O governo brasileiro vai abrir uma linha de crédito de até 700 milhões de reais através do Programa de Financiamento às Exportações (Proex) aos exportadores brasileiros que venderem à Argentina. O crédito terá como garantia os yuans de uma linha de crédito “swap” entre Argentina e China, disponíveis no Banco Central argentino.

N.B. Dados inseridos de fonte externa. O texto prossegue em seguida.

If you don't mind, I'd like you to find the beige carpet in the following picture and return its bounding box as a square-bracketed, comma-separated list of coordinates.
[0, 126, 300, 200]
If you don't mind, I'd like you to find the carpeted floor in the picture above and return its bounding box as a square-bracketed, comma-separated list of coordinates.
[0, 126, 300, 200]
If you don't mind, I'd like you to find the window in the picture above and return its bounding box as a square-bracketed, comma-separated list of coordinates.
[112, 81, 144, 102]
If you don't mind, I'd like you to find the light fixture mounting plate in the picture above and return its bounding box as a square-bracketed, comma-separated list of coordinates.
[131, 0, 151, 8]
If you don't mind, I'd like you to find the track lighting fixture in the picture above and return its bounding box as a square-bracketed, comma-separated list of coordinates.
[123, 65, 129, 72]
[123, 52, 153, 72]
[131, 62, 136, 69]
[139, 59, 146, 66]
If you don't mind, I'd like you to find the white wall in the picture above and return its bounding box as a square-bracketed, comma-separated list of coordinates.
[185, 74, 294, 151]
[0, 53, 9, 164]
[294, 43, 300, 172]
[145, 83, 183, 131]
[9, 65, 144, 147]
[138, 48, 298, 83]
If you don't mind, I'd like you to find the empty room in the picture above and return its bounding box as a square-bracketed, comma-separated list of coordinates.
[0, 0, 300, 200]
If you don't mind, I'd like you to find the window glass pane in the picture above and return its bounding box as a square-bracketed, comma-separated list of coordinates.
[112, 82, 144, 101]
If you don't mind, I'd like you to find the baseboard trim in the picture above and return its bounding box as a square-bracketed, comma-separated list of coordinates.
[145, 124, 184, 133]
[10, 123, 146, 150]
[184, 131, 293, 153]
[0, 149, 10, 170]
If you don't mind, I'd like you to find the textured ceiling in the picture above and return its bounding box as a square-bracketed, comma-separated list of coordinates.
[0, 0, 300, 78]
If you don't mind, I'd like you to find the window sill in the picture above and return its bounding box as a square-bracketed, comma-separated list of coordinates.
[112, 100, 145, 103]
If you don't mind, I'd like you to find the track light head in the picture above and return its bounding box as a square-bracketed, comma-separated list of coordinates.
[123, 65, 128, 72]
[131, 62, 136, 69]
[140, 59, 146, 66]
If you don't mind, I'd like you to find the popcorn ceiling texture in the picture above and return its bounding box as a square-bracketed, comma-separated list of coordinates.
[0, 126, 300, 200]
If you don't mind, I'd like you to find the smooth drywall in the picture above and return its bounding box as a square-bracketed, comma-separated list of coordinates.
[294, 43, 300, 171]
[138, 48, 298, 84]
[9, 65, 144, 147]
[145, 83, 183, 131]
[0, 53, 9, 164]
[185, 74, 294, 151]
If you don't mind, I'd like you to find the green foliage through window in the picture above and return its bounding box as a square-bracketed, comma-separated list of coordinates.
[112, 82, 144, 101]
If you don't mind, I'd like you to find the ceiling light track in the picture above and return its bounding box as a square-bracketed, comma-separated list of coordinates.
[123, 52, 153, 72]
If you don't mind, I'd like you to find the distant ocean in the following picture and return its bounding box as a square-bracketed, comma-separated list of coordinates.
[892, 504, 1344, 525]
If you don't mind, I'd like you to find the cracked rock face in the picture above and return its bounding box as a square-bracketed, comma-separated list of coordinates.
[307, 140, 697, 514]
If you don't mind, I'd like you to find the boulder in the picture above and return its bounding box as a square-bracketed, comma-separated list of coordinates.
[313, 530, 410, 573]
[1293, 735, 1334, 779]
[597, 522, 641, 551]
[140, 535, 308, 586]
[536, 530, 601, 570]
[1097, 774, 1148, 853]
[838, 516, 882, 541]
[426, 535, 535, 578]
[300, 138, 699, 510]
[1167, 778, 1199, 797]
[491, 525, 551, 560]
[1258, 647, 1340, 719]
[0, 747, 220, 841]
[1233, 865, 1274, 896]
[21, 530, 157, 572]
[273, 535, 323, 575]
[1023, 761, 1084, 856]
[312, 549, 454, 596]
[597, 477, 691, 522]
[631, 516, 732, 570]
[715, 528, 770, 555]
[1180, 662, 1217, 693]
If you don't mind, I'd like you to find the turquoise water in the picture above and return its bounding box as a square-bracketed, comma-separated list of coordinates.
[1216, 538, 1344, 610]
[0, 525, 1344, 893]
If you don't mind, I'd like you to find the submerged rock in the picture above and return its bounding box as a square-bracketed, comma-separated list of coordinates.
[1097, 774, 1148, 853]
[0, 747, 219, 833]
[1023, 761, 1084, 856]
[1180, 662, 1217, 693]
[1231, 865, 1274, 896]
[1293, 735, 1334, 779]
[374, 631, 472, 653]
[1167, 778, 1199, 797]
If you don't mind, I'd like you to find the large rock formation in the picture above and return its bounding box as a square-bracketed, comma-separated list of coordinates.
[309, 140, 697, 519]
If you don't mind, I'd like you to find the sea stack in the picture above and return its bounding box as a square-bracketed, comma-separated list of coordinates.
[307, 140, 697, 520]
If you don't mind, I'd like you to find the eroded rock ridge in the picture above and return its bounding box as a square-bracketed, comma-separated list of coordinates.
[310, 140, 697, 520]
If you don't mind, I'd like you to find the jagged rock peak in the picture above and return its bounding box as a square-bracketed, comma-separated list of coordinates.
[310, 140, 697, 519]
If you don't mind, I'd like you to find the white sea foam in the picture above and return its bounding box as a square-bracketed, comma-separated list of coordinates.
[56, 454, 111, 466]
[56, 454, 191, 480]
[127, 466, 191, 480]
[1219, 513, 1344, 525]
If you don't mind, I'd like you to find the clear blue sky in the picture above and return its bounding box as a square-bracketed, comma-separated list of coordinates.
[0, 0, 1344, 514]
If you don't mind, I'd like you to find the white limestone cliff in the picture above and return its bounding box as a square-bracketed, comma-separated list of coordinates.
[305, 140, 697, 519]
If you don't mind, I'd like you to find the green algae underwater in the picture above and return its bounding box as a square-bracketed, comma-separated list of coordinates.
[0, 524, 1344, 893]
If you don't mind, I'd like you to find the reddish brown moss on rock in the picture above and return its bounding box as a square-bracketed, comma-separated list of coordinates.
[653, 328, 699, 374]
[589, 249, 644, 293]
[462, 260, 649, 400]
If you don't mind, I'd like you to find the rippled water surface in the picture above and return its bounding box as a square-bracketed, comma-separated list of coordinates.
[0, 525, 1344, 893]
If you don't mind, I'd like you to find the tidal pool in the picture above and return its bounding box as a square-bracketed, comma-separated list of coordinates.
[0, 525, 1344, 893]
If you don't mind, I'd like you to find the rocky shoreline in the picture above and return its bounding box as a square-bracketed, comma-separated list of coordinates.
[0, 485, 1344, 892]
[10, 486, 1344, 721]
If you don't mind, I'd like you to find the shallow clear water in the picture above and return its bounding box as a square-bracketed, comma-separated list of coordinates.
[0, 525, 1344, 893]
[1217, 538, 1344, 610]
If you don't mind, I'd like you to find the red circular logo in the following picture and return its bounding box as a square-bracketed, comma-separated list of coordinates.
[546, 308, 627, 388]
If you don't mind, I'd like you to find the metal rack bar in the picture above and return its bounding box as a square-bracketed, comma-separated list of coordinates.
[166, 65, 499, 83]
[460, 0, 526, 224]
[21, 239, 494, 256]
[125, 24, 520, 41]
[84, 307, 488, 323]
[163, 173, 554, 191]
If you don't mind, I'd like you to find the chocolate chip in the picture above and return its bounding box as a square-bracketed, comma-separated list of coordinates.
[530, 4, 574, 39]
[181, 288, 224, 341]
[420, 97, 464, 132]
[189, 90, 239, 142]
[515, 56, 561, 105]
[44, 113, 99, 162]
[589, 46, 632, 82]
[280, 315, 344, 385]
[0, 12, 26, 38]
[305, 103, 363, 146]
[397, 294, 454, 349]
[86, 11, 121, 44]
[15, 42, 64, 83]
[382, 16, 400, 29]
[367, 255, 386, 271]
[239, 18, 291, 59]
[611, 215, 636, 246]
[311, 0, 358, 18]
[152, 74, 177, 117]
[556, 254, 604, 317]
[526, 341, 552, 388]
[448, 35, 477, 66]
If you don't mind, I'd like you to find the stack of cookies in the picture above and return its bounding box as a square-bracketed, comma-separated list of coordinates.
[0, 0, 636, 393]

O crédito é um financiamento da China para que a Argentina compre os produtos chineses.

Os recursos serão convertidos de yuans a reais através do Banco do Brasil, que manterá a custódia do montante das operações e executará a garantia em caso de inadimplência por parte do importador argentino.

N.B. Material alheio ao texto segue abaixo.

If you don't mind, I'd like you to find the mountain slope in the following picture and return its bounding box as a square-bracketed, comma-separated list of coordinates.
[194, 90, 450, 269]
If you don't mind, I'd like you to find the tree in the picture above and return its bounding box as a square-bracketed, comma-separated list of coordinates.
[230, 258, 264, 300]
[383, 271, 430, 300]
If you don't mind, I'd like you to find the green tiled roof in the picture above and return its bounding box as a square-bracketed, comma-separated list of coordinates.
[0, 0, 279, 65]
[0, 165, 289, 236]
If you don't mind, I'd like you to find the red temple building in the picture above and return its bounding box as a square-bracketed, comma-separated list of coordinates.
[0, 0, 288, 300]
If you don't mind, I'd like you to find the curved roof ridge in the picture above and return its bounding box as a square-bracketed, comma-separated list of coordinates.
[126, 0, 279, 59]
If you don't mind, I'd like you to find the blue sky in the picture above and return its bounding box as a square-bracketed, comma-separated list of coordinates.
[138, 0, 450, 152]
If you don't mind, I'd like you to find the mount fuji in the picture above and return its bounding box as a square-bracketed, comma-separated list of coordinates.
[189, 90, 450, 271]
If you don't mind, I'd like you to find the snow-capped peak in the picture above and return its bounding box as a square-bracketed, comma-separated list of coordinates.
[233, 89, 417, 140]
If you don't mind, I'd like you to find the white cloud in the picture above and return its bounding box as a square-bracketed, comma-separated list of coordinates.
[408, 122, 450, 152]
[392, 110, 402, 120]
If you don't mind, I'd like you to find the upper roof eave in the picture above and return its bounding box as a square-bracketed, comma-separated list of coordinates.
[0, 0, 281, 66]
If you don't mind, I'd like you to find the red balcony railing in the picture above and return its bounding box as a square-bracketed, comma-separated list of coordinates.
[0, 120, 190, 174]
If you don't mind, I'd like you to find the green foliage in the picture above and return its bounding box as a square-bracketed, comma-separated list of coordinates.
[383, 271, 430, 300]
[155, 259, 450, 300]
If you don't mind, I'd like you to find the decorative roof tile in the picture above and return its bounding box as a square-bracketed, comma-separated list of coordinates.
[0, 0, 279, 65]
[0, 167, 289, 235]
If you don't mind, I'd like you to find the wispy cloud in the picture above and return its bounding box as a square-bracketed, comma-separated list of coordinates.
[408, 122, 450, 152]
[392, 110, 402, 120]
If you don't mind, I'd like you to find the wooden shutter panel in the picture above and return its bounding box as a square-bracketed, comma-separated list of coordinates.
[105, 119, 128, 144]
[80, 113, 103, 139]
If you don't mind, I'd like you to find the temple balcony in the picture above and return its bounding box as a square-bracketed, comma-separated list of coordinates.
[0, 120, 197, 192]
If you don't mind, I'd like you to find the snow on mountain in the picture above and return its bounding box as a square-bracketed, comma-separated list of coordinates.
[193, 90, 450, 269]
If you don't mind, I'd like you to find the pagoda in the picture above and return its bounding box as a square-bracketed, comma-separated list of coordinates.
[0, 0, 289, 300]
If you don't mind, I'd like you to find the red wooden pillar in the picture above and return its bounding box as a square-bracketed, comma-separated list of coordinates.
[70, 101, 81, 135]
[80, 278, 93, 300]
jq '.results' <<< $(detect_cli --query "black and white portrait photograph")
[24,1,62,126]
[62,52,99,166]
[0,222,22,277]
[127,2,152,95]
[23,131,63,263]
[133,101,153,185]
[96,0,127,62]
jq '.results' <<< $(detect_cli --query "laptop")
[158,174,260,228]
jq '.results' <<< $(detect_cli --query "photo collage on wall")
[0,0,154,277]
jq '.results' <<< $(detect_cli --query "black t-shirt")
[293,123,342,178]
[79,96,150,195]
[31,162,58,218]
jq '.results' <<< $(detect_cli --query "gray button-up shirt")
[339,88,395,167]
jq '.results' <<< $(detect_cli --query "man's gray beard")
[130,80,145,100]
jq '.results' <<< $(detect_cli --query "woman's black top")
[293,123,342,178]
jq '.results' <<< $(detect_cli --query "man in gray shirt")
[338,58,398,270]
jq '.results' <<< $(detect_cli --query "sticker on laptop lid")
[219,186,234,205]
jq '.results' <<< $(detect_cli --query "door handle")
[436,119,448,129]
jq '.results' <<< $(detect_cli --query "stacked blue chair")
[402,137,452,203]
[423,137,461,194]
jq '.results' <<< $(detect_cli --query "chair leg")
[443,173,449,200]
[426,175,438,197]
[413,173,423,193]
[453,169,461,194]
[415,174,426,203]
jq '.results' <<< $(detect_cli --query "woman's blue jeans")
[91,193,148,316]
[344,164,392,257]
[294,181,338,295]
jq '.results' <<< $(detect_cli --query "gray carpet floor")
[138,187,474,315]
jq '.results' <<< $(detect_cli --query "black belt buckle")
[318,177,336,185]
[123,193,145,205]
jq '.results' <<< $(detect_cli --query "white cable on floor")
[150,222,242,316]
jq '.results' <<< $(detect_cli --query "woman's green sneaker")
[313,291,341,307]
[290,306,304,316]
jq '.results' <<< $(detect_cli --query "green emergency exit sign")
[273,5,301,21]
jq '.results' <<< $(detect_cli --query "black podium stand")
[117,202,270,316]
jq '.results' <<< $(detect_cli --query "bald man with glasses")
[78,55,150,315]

Atualmente, os importadores argentinos mantêm uma dívida superior a US$ 20 bilhões com exportadores estrangeiros sem que o Banco Central argentino libere esse dinheiro por absoluta falta de dólares. Cerca de 210 empresas exportadoras brasileiras têm tido atrasos superiores a 180 dias para receber os pagamentos.

Para o presidente Lula, a criatividade financeira desse crédito está em sintonia com o seu objetivo de substituir o dólar das transações comerciais entre terceiros países, optando por moedas locais. Para a China, é mais um passo para a internacionalização da sua moeda.

“É um procedimento para aliviar ainda mais o uso de reservas num momento no qual temos de cuidá-las”, indicou Sergio Massa, dias atrás quando o ministro da Fazenda, Fernando Haddad, antecipou a proposta brasileira.

Interesse do Brasil pelo mercado argentino

Na quarta-feira passada (23), numa entrevista coletiva em Johanesburgo, à margem da reunião do Brics, Haddad revelou ter proposto uma linha de crédito à Argentina com garantia em yuans chineses.

Embora a Argentina seja o terceiro maior comprador da produção brasileira, atrás de China e Estados Unidos, o mercado argentino é o principal para as exportações brasileiras industrializadas, aquelas que mais empregos geram no Brasil.

Nos últimos tempos, justamente por não contar com um instrumento como a China, o Brasil perdeu parte do mercado argentino para os produtos chineses. A escassez de dólares no Banco Central argentino tem sido uma barreira para produtos importados na Argentina, com exceção dos chineses, financiados por esse crédito da China à Argentina.

No dia 2 de maio, o presidente Alberto Fernández viajou com Sergio Massa a Brasília com o objetivo de conseguir uma linha de crédito do BNDES, mas, diante da falta de uma garantia, o presidente argentino voltou com as mãos vazias.

No dia 4 de julho, durante a reunião de Cúpula do Mercosul, em Puerto Iguazú, Lula e Massa acertaram ter uma reunião em Brasília, quando fosse habilitado um mecanismo para financiar as exportações brasileiras à Argentina.

Gasoduto argentino ao Brasil

O ministro-candidato argentino também incluiu na agenda da reunião o financiamento do BNDES às exportações de bens e serviços brasileiros de um gasoduto entre a reserva patagônica de Vaca Muerta, a segunda maior jazida de gás de xisto e a quarta de petróleo não-convencional do mundo, até o Sul do Brasil. O gás argentino é suficiente para o Brasil substituir o da Bolívia cujas reservas têm caído anualmente.

O BNDES vai financiar os canos de aço para o gasoduto. Esses canos são produzidos no Brasil pela empresa argentina Techint.

O gasoduto também é uma forma de Sergio Massa capitalizar avanços concretos numa campanha que rema contra a corrente de uma economia em agonia, com uma inflação que em agosto deve superar os 12%, encerrando o ano acima de 150%.